BissigEin Kollege berichtete über einen Auftrag, den er von seinem nicht vermögenslosen Mandanten, Graf Gottfried von Gluffke, erhalten hat.

Es geht um den Kauf einer Domain, die G.G.v. Gluffke für einen vierstelligen Betrag angekauft hat. Erst später stellt sich heraus, daß der Wert dieser Domain irgendwo zwischen 0 und 1 Euro liegt, also im untersten einstelligen Bereich.

Die Rückabwicklung gestaltete sich – erwartungsgemäß – schwierig. Deswegen sollte ein Zivilrichter dabei behilflich sein. Der war allerdings damit überfordert. Er zog die Notbremse und gab die Sache an die Staatsanwaltschaft ab, die sofort einen roten Deckel anlegte(*): Es stand der üble Verdacht im Raum, der Domainverkäufer (na, wie heißt der wohl? ;-) ) könnte den Mandanten betrogen haben.

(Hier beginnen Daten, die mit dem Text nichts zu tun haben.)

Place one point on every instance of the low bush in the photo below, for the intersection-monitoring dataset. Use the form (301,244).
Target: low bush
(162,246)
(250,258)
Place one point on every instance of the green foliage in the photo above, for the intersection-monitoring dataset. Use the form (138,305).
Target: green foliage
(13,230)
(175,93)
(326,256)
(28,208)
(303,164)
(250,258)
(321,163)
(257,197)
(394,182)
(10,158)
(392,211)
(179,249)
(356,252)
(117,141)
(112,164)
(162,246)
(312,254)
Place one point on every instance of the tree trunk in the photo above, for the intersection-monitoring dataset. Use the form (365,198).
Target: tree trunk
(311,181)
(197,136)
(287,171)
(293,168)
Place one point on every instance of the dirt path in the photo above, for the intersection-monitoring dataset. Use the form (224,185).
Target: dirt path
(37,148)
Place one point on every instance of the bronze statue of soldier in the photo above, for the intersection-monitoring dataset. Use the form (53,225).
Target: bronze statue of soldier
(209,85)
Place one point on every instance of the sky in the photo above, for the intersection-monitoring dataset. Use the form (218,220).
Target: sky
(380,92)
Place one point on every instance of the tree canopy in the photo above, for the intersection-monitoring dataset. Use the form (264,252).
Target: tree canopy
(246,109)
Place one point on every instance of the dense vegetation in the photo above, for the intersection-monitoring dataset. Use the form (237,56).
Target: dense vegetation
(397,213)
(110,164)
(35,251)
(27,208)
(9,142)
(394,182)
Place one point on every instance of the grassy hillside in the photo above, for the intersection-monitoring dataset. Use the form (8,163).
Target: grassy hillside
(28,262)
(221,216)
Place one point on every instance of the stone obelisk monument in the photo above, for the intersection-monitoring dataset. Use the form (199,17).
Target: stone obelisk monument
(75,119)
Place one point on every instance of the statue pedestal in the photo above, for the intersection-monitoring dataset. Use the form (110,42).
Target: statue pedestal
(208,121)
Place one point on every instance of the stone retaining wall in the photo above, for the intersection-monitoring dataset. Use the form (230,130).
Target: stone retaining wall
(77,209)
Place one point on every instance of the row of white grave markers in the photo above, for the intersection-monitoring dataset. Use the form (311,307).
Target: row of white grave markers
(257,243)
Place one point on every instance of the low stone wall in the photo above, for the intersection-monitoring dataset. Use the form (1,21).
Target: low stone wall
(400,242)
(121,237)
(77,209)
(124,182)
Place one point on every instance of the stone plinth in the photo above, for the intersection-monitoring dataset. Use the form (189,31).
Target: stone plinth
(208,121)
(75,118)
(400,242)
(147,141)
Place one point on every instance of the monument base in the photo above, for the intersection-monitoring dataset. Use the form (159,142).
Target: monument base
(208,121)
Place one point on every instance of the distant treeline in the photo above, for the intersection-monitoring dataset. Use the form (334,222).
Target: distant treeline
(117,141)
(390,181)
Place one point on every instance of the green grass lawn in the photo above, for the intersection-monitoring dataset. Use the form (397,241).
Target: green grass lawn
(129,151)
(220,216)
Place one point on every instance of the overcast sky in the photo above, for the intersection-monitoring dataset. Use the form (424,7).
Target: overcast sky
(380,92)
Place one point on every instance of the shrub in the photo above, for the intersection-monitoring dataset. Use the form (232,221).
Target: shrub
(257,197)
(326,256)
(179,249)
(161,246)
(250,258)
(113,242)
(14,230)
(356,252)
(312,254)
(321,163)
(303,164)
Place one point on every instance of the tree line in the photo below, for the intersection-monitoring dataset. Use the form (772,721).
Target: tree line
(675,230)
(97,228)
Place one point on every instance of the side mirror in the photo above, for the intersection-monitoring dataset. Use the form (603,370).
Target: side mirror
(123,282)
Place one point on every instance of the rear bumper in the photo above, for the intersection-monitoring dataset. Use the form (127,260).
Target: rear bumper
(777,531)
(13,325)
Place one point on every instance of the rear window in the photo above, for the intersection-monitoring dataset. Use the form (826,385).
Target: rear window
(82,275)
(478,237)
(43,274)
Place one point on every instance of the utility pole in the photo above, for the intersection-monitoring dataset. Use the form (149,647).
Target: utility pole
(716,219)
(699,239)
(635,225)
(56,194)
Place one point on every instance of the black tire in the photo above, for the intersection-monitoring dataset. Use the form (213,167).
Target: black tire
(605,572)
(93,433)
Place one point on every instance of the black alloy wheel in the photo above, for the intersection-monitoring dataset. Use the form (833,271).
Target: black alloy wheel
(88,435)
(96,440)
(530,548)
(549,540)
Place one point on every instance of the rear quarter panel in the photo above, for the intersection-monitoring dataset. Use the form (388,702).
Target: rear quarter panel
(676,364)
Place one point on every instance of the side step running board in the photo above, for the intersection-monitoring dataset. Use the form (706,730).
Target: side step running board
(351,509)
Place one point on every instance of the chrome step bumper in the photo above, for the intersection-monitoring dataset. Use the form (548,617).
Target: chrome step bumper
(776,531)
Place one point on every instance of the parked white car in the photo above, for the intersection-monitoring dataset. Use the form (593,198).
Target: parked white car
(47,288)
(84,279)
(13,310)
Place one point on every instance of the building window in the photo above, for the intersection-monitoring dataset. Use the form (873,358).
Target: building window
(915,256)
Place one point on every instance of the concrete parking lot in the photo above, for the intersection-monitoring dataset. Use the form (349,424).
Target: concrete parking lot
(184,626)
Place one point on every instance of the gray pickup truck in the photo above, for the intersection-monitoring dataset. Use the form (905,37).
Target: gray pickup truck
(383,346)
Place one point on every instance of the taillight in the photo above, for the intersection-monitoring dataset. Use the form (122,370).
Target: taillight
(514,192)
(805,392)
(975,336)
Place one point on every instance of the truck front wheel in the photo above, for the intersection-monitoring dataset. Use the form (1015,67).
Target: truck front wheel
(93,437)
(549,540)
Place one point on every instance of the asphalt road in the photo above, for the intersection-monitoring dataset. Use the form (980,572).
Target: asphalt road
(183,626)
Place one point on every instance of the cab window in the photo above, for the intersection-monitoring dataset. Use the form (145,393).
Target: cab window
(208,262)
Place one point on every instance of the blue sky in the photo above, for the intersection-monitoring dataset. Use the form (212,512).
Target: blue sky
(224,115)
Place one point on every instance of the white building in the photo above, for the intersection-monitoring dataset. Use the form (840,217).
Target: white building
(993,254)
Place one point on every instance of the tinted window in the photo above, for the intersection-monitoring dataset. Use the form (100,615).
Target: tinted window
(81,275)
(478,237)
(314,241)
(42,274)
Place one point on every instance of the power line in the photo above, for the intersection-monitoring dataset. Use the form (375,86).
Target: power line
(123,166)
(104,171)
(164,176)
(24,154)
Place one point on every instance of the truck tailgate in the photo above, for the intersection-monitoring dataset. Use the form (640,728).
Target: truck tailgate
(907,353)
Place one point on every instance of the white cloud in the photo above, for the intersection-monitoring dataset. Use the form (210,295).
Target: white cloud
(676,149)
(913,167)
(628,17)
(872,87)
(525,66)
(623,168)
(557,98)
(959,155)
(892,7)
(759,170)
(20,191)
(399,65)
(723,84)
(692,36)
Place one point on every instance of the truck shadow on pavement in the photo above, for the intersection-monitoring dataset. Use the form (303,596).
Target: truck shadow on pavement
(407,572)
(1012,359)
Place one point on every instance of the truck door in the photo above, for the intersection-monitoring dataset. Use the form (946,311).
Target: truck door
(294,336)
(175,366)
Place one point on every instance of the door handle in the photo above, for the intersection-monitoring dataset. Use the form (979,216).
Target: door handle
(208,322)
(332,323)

Und nun hat der Gottfried ein neues Problem: Die Domain wird gehostet und der Hoster arbeitet nicht für Gotteslohn. Unverschämte 12 Euro pro Jahr soll Gottfried für diese Dienstleistung zahlen. Das will er nicht, das geht ja gar nicht und deswegen wendet er sich an seinen Anwalt, also an den besagten Kollegen.

Mir fällt da folgende Alternative ein: Der Kollege vereinbart mit dem Herrn Grafen ein Zeithonorar. Oder er gibt ihm 24 Euro und jagt ihn vom Hof.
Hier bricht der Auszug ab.